It’s the age old question: GPU or CPU? Ok, so it’s not age-old, but it a popular topic at present. GPU-pusher NVIDIA has done a good job getting out the word on the GPU’s incarnation as an application accelerator extrordinaire. 50-100x speedup anyone? So it’s a no brainer, right? Not so fast. Desktop Engineering‘s Contributing Editor Peter Varhol has an interesting writeup comparing the two architectures. The gist of the article is that we need both, but there are best use cases for each, and the field is definitely still evolving.
GPUs have traditionally been used for manipulating computer graphics…they are, after all, graphics processing units. But over the last decade, engineers and scientists have increasingly been using GPUs for non-graphical calculations. Benchmarks show GPUs performing very well on engineering applications, but there’s a downside. Because the GPU is a specialized processor it has difficulty performing a host of general-purpose jobs — in other words, the GPU has serious limitations. And it’s difficult to get existing software to run on GPUs without vendor support.
Says Varhol:
So it turns out that you still need the traditional CPU after all. You need it because that is where the vast majority of engineering and office software runs, where the primary software development skill set resides, and whose all-around performance is at least good enough to remain in that role for the foreseeable future.
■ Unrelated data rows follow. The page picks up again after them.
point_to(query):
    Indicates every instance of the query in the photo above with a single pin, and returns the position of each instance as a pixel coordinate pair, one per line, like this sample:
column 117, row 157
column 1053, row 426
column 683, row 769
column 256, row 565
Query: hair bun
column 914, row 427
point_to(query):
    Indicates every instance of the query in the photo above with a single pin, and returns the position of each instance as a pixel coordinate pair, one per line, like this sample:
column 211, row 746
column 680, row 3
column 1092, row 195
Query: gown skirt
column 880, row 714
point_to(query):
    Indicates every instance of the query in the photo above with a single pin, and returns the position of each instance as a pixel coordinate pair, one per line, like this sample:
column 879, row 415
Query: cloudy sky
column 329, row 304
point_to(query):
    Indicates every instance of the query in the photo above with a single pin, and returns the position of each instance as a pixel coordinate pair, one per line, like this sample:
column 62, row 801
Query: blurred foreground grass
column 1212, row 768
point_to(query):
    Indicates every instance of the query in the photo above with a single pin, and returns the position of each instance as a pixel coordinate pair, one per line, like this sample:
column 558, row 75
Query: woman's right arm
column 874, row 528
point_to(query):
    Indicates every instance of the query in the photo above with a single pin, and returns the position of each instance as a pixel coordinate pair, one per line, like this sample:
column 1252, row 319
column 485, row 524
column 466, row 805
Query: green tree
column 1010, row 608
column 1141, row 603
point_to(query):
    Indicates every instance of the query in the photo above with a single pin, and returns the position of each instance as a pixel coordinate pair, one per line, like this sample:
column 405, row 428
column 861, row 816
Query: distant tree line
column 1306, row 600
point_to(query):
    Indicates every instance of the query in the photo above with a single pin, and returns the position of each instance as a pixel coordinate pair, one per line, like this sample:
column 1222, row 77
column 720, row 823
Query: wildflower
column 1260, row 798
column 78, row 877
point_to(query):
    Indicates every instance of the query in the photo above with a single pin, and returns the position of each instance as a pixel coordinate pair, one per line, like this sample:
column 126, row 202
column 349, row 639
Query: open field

What GPU computing vendors have done is to pair the GPU with the CPU in one system. The GPU does the specialized computation and the CPU does what it has always done, the general-purpose computation. Right now, the hybrid model offers the impressive speed of the GPU and the general-purpose computing of the CPU. Eventually, these will likely come together on the same die. In fact, ATI has announced its Fusion integrated CPU/GPU architecture, which it calls an Accelerated Processing Unit (APU).
Varhol again:
Many systems using GPUs and CUDA have a single industry-standard processor, usually running Windows or Linux. An application written for a GPU typically has a front end running on one of these operating systems. When a computation is required, the relevant data is passed off to executable code loaded onto the GPUs. When execution is complete, the results are returned to the CPU and displayed.
If you’re in need of GPU-based workhorse, vendors such as Appro, Microway, Supermicro and Tyan all offer systems with multiple processors and cores targeted to specific uses like engineering.
Summing up, Varhol states:
An ideal configuration is one with one or more CPUs and a set of GPUs that use CUDA or similar parallel computation architecture. All support applications, such as email, web browsing, and word processing use the CPU. And with tools such as Accelereyes Jacket … and NVIDIA Nexus, engineering software will eventually take advantage of both to speed up complex computations.
Keeping all of the above in mind, the real question becomes apparent: whether to use a traditional CPU-only architecture or a hybrid approach that takes advantage of the best each processor has to offer. As software tools evolve to streamline the process, the “best of both worlds” scenario becomes more and more appealing.